In my files I came across a piece of writing from January 2010 that I don’t seem to have ever posted. I’m going to paste it farther below, because it just shows how slowly things change in our country.
Actually, we’re still trying to sort out some of the issues bequeathed to us by our esteemed Founders: large states vs. small states, executive vs. legislative vs. judicial branches, liberty vs. equality, security vs. freedom from unreasonable searches, the aftermath of slavery, economic injustice, access to education, who controls the military, and much more.
I did post, on 3/27/10, a different set of ideas in “My advice to Obama, 11/30/08,” which you can read here.
Do we still remember those days in early 2010 when the current administration was just a year old, it still wasn’t clear whether or when the country would recover from the great crash of 2008, the Tea Party was just taking shape, the Affordable Care Act was not yet signed into law (3/23/10), the disastrous (for Democrats and in some ways mainstream Republicans and the country) 2010 election had not yet occurred, and the Supreme Court’s Citizens United ruling (1/10) was just about to lead to the huge influx of political money into Super PACs and “social welfare” organizations?
Despite all that, I still think things move slowly around here.
The piece I just found, dated 1/29/10, shows that structurally nothing much has changed. Even Obamacare, if it stays with us, does not change the basic system of people purchasing insurance health care from private profit-making organizations (except for special groups like veterans and seniors). And that “hands-off dance the administration and Congress have been doing for the last year” has now stretched on to almost 6 years, with no end in sight.
So here are my thoughts, just as written 4+ years ago [plus a few comments added in brackets]:
After the November 2008 election, president-elect Obama asked for advice from the public, and I planned to set out mine in some detail. I know he was quite busy, but someone somewhere might have had time to read it. What I did get around to sending was a brief note that 25% of Americans would always oppose and detest him and that he should proceed to try to listen to and please the other 75%. It doesn’t seem that that advice, which certainly must have come from many quarters, registered on him till this month [meaning January 2010].
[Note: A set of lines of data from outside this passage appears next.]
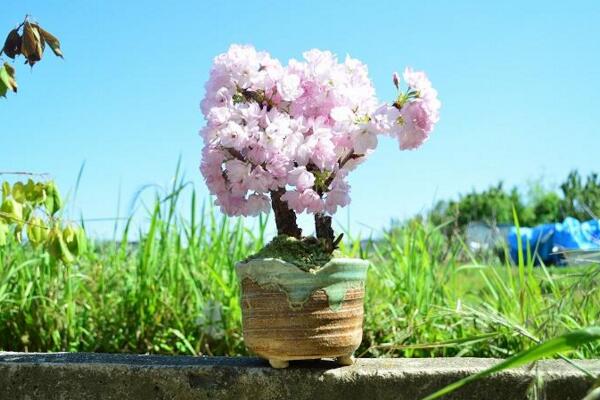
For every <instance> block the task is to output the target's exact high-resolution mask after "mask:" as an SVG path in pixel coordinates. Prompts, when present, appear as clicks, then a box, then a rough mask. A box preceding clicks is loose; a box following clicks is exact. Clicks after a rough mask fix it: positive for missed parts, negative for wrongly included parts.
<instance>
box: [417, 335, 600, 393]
mask: <svg viewBox="0 0 600 400" xmlns="http://www.w3.org/2000/svg"><path fill="white" fill-rule="evenodd" d="M598 340H600V327H590V328H586V329H580V330H577V331H574V332H569V333H566V334H564V335H561V336H558V337H556V338H554V339H550V340H548V341H546V342H544V343H540V344H538V345H536V346H533V347H532V348H530V349H527V350H525V351H522V352H520V353H518V354H515V355H514V356H512V357H510V358H507V359H506V360H504V361H502V362H499V363H498V364H496V365H494V366H493V367H491V368H488V369H486V370H485V371H481V372H479V373H477V374H474V375H470V376H468V377H466V378H464V379H461V380H459V381H457V382H454V383H452V384H450V385H448V386H446V387H444V388H442V389H440V390H438V391H437V392H435V393H433V394H431V395H429V396H427V397H425V398H424V399H423V400H434V399H438V398H440V397H442V396H444V395H446V394H448V393H452V392H453V391H455V390H457V389H459V388H461V387H462V386H464V385H466V384H469V383H471V382H475V381H477V380H479V379H482V378H485V377H486V376H490V375H492V374H495V373H498V372H501V371H504V370H505V369H509V368H516V367H519V366H521V365H525V364H529V363H532V362H535V361H538V360H540V359H542V358H545V357H550V356H553V355H555V354H559V353H560V352H563V351H566V350H574V349H577V348H578V347H580V346H582V345H585V344H587V343H590V342H594V341H598Z"/></svg>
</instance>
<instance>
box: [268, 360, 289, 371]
mask: <svg viewBox="0 0 600 400" xmlns="http://www.w3.org/2000/svg"><path fill="white" fill-rule="evenodd" d="M269 364H271V367H273V368H276V369H281V368H287V367H288V366H289V365H290V363H289V362H288V361H286V360H277V359H274V358H269Z"/></svg>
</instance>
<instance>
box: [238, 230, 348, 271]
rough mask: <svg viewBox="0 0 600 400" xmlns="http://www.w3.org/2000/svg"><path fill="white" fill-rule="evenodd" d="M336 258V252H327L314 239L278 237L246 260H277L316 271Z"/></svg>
mask: <svg viewBox="0 0 600 400" xmlns="http://www.w3.org/2000/svg"><path fill="white" fill-rule="evenodd" d="M335 256H336V252H335V251H334V252H333V253H331V252H330V251H327V249H326V248H325V246H324V245H323V243H322V242H321V241H320V240H318V239H316V238H314V237H307V238H302V239H296V238H293V237H290V236H286V235H279V236H276V237H275V238H273V240H272V241H271V242H270V243H269V244H267V245H266V246H265V247H263V248H262V249H260V250H259V251H258V253H256V254H253V255H251V256H250V257H248V258H247V259H246V261H249V260H255V259H259V258H278V259H280V260H283V261H287V262H289V263H290V264H294V265H295V266H297V267H298V268H300V269H302V270H304V271H310V270H318V269H319V268H321V267H322V266H323V265H325V264H327V262H329V261H330V260H331V259H332V258H334V257H335Z"/></svg>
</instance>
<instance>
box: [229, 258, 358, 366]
mask: <svg viewBox="0 0 600 400" xmlns="http://www.w3.org/2000/svg"><path fill="white" fill-rule="evenodd" d="M368 266H369V262H368V261H365V260H359V259H345V258H338V259H332V260H331V261H329V262H328V263H327V264H326V265H324V266H323V267H322V268H320V269H319V270H317V271H309V272H306V271H303V270H302V269H300V268H298V267H296V266H295V265H293V264H290V263H288V262H285V261H282V260H279V259H274V258H268V259H254V260H249V261H247V262H241V263H238V264H237V266H236V272H237V275H238V278H239V281H240V286H241V290H242V296H241V306H242V323H243V333H244V342H245V343H246V346H247V347H248V349H249V350H250V351H252V352H253V353H255V354H257V355H258V356H260V357H262V358H265V359H267V360H269V363H270V364H271V366H273V367H275V368H285V367H287V366H288V362H289V361H290V360H309V359H320V358H335V359H336V360H337V361H338V363H340V364H342V365H349V364H352V363H353V358H352V354H353V353H354V351H355V350H356V349H357V348H358V346H359V345H360V342H361V340H362V324H363V314H364V301H363V300H364V286H365V280H366V273H367V269H368Z"/></svg>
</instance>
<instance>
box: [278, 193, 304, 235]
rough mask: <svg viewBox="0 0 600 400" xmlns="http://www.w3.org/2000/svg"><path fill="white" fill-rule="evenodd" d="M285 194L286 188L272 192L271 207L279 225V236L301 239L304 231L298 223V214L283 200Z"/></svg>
mask: <svg viewBox="0 0 600 400" xmlns="http://www.w3.org/2000/svg"><path fill="white" fill-rule="evenodd" d="M284 194H285V189H284V188H279V189H277V190H271V206H272V207H273V212H274V214H275V224H276V225H277V234H279V235H287V236H291V237H295V238H297V239H300V238H301V237H302V230H301V229H300V228H299V227H298V223H297V222H296V213H294V211H293V210H290V208H289V207H288V205H287V202H285V201H284V200H281V196H283V195H284Z"/></svg>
What I would have said more fully, according to the page of notes I’ve found, was that it was high time for the government to try to solve some really serious structural problems that are making this country almost non-functional in its domestic policies, and that threaten the people’s future well-being. I’m not talking about tweaks and adjustments, but these critical areas:
1) Economics: too much inequality of wealth, insecurity of families and communities, loss of income, jobs, and homes; too much dependence on consumer spending and imports, not enough on producing needed goods and services; lack of sufficient rewards for hard work; imbalance of expenditures between the military and all other areas [I should have specified discretionary]; corporate overpowering of small businesses.
2) Education: insufficient opportunities for children who need the most help; over-reliance on property tax to fund public schools; decline of public universities.
3) Health care: lack of a fair national health care program; millions with no insurance who are therefore cared for minimally and at public expense anyhow; inadequate care of veterans; poor performance with regard to cost and in comparison to other developed countries.
4) Transportation and energy: over-reliance on cars and trucks; weak mass transportation in most regions; poor progress on alternative energy sources; dependence on foreign sources of oil necessitating expensive military operations [actually, has that changed? I’m doubtful, as long as we are both importing and exporting gas and oil].
5) Political life: need to inspire voters to turn out in the relatively good numbers of Nov. 2008; counteract excessive lobbying influence, corruption, gerrymandering, apathy.
These are issues that need to be solved by total rethinking and recasting, not by little adjustments and compromises. I’d love to think that the public, or the free market, or generous philanthropists, could solve any of this, but honestly, I think these are federal and/or state government questions.
So, how is the government doing? It’s hard to apportion blame in the hands-off dance the administration and Congress have been doing for the last year, but between the two of them, though a few individuals have been trying, the results so far are terrible. We’ll see if any of the energy of the State of the Union message gets spread around, but since the president made some of the same promises before and after his election, I’m not optimistic. We’ve had gridlock, we have gridlock, and things continue to degrade in the five challenge areas listed above.
I’ve been saying for a year that Obama should give up on true health care reform [I meant, table it until later, rather than fighting it through without features than many thought were essential, like the “public option”] and make the 2010 congressional election a sort of referendum on what the public wants. Elections should be referendums, but that works out only if the public is paying attention. It is said that Americans get the government they deserve. If they don’t pay attention, they get terrible government. With the decline in voting from November 2008 to November 2009, what might encourage us to expect sudden improvement after November 2010?